At the Nikkei Global Strategy Forum, Mr. Miyakawa of Price Waterhouse Coopers introduced us the result of Global CEO survey. In particular, we discussed the difference they found between Japanese CEOs and the rest.
I found it interesting that Japanese CEOs had lower score for the stakeholder groups they plan to strengthen relationship– namely, Government & regulatory agencies, Users of social media, and NGOs. At the Global Forum we focused on difference, as the topic was the business expansion into ASEAN countries, in particular, Myanmar. Mr. Miyakawa pointed out the low score of Government & regulatory agencies, as this is quite crucial in new emerging economies. I thought that the age of Japanese CEOs (I am assuming older than the rest in general) had something to do with the low score of Social media users and NGOs. I had suspected this tendency among the Japanese CEOs and found the survey very informative and helpful. I believe the Japanese CEOs need to be much more aware of the presence and importance of social media and NGO in the world.
There will be “Study in Europe Fair 2013″ held this weekend- in Tokyo and in Kyoto. Some 50 educational institutions and other organizations from Europe will participate to explain a variety of opportunities to study and research in Europe.
So if you are interested, please check details via this link.

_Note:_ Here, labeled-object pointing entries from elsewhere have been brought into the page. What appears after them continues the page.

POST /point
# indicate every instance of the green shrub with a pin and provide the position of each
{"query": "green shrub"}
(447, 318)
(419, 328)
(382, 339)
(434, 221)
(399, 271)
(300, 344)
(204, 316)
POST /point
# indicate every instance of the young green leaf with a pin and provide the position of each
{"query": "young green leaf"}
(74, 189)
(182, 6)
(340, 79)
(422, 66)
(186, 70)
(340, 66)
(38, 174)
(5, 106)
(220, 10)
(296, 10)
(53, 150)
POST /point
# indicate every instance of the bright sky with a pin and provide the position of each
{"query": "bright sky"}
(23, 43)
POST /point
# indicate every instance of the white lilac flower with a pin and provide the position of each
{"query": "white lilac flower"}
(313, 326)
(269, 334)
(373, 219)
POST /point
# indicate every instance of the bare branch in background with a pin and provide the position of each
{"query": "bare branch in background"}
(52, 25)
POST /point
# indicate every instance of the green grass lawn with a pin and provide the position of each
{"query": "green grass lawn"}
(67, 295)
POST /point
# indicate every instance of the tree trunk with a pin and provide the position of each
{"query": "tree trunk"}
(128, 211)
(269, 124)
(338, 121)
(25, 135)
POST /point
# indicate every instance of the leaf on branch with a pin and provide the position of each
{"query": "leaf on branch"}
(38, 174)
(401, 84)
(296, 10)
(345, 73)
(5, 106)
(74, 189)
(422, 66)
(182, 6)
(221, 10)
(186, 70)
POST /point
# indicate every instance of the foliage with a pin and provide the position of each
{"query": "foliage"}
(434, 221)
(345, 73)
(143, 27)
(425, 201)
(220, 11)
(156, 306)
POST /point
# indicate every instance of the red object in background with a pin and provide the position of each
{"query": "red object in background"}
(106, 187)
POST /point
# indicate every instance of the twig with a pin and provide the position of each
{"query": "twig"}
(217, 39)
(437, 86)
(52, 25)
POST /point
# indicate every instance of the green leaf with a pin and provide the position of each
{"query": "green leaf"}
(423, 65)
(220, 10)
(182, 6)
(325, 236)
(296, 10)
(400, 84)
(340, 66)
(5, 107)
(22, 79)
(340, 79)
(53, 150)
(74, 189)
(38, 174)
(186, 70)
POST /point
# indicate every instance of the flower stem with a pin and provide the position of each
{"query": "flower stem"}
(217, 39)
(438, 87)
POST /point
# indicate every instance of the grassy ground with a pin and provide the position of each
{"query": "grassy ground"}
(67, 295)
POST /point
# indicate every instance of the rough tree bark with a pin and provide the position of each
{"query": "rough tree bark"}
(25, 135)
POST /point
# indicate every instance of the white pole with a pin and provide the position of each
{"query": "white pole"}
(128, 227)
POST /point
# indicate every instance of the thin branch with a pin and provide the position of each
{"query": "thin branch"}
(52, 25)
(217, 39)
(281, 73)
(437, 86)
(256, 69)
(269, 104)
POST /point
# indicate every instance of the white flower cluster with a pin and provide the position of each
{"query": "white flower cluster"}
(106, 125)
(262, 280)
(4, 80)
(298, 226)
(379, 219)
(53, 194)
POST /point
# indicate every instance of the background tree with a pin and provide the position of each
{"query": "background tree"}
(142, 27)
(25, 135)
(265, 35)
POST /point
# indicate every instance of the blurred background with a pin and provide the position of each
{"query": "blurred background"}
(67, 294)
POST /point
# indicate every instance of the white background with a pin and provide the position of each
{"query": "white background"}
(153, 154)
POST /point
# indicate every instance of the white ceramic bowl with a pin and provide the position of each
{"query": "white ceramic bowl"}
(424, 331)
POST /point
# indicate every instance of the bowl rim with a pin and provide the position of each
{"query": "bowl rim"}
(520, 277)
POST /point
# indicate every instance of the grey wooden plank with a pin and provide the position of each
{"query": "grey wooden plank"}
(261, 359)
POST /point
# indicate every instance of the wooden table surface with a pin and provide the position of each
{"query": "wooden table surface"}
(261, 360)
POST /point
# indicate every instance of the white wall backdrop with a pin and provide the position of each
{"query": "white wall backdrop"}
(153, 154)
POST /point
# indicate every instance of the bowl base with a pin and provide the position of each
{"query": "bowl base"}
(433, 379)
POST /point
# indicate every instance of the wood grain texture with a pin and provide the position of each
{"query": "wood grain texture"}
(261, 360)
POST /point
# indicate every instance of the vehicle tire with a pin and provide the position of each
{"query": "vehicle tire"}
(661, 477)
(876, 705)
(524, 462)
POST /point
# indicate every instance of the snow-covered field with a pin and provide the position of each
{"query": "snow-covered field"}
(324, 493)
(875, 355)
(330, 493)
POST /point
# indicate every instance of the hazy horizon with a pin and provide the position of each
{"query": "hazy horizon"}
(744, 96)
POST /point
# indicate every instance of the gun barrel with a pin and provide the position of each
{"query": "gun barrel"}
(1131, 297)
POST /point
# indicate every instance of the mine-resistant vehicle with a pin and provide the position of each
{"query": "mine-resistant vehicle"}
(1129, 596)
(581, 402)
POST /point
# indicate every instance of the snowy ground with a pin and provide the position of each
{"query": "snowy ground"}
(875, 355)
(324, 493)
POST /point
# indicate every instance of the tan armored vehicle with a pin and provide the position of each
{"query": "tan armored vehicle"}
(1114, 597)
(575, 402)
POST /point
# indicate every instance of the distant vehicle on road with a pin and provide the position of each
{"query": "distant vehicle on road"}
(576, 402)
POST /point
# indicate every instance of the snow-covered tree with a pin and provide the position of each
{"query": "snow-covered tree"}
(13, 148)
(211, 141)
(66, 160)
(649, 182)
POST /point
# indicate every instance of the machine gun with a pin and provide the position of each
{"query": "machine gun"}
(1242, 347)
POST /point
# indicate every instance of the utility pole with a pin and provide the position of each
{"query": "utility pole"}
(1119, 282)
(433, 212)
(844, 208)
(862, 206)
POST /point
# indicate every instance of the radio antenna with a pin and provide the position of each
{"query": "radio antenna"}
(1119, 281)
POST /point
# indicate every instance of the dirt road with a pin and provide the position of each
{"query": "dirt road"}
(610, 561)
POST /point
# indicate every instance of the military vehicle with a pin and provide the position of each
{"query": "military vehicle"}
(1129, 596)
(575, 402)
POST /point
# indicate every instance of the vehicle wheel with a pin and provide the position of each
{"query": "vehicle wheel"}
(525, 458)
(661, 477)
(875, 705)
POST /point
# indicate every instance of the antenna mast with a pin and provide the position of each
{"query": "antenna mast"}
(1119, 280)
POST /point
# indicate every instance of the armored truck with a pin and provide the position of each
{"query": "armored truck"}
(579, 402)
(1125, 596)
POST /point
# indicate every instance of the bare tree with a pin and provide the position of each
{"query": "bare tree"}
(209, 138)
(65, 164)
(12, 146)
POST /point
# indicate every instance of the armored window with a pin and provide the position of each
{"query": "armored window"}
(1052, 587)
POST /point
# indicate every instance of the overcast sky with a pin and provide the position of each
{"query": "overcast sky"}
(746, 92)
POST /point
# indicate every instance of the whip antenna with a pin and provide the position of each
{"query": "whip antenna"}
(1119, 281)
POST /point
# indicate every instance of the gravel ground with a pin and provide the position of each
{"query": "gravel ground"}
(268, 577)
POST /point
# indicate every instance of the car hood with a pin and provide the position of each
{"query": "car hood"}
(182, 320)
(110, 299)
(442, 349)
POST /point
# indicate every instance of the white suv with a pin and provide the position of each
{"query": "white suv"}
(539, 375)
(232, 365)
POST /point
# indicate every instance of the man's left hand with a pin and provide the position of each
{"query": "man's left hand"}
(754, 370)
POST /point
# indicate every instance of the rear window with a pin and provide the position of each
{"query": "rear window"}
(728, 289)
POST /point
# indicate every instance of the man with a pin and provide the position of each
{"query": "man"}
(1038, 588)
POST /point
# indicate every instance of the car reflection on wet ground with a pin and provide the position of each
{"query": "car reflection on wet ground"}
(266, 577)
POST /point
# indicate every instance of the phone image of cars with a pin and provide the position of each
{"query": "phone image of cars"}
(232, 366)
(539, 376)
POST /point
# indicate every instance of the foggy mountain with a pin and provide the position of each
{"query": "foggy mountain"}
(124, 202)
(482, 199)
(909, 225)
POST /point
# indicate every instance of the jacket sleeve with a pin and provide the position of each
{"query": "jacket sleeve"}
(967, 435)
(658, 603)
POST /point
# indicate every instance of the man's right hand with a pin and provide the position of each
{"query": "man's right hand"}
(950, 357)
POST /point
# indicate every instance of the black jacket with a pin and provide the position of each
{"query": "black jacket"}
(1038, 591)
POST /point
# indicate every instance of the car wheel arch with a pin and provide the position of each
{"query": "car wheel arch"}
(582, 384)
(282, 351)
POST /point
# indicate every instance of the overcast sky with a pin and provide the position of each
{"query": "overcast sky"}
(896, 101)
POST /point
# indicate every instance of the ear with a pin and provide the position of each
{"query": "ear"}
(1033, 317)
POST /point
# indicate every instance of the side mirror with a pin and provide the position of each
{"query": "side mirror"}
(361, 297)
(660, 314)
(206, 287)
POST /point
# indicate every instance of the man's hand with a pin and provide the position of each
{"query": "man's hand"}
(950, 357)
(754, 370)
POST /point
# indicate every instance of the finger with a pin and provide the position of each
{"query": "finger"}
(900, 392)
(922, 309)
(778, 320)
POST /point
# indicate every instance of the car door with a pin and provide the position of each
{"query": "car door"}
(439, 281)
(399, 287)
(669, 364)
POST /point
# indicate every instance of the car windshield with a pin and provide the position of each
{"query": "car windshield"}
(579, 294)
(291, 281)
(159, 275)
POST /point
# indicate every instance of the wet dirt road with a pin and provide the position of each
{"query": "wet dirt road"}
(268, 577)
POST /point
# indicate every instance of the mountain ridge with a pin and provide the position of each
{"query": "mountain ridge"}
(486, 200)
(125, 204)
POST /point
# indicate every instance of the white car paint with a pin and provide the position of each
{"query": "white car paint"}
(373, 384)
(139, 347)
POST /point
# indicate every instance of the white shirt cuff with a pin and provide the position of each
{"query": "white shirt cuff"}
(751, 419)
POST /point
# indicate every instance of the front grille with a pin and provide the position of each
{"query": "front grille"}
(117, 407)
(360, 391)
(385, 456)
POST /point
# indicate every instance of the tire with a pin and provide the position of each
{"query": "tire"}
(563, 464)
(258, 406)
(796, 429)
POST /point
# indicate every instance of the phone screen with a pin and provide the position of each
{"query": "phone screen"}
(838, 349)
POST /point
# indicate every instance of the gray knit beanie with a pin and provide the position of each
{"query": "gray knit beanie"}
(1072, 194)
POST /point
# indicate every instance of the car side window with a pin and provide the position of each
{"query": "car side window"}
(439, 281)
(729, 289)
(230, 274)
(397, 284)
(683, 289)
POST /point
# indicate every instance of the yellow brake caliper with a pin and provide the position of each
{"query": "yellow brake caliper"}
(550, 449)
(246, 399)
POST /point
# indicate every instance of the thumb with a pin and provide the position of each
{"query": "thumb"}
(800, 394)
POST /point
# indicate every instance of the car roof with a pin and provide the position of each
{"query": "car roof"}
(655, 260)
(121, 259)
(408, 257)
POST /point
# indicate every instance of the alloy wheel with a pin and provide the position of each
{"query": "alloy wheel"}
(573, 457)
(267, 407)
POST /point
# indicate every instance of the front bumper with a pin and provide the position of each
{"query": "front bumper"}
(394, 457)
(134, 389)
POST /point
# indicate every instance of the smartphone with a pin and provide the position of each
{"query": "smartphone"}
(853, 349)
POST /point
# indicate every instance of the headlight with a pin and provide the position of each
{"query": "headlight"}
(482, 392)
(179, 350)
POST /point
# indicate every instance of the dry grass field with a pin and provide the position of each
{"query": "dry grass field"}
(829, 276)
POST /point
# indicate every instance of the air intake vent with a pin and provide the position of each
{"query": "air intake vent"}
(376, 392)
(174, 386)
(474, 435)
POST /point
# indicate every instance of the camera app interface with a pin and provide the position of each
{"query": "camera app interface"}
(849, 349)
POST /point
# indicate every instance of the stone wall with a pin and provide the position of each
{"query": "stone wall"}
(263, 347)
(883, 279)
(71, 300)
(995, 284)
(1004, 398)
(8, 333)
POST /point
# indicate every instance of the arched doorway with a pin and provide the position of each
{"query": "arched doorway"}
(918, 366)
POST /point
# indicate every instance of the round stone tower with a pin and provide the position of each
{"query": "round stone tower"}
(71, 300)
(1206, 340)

Though it looks as if it were written in Japanese, you can click various items to find out the list of participating organizations etc.
In Tokyo, it will be held at Surugadai campus, Meiji University as follows.
May 17 (Fri) 12:00 – 20:00
May 18 (Sat) 10:00-16:30
In Kyoto, it will be held at Imadegawa campus, Doshisha University.
May 19 (Sun) 12:00-18:00
It is for high school students, undergraduate, graduate students as well as business people. It is free of charge, no need for pre-registration. So drop by to find out what’s available in Europe!
Tonight (May 15), I had a wonderful time at dinner with Prof. & Mrs. Grayson (sort of my American parents) and my Senpai from Darden School, UVA. I always meet with the Graysons while I visit NYC (now they live there) , but this time, they were in Charlottesville when I visited NYC at the end of April.
So it was such a great pleasure for me to have fabulous dinner with them, at the invitation of my Darden Senpai. The Graysons came to Shanghai where there was a big dinner to thank Prof. Grayson who made such a big impact to make the Darden global place. I owe him and Olivia, Mrs. Grayson, so much as they always welcome me in NYC. (I did not take any class from him while at Darden)
We talked about the changes in Japan, impact of technology, and our memories from few decades ago, etc. It is so nice to have people who love Japan AND who have done so much for us, Japanese students as well as other international students.
We enjoyed great food (it was magnificent) and different kinds of wine! I am grateful that I met with the Graysons and am a part of the Darden community.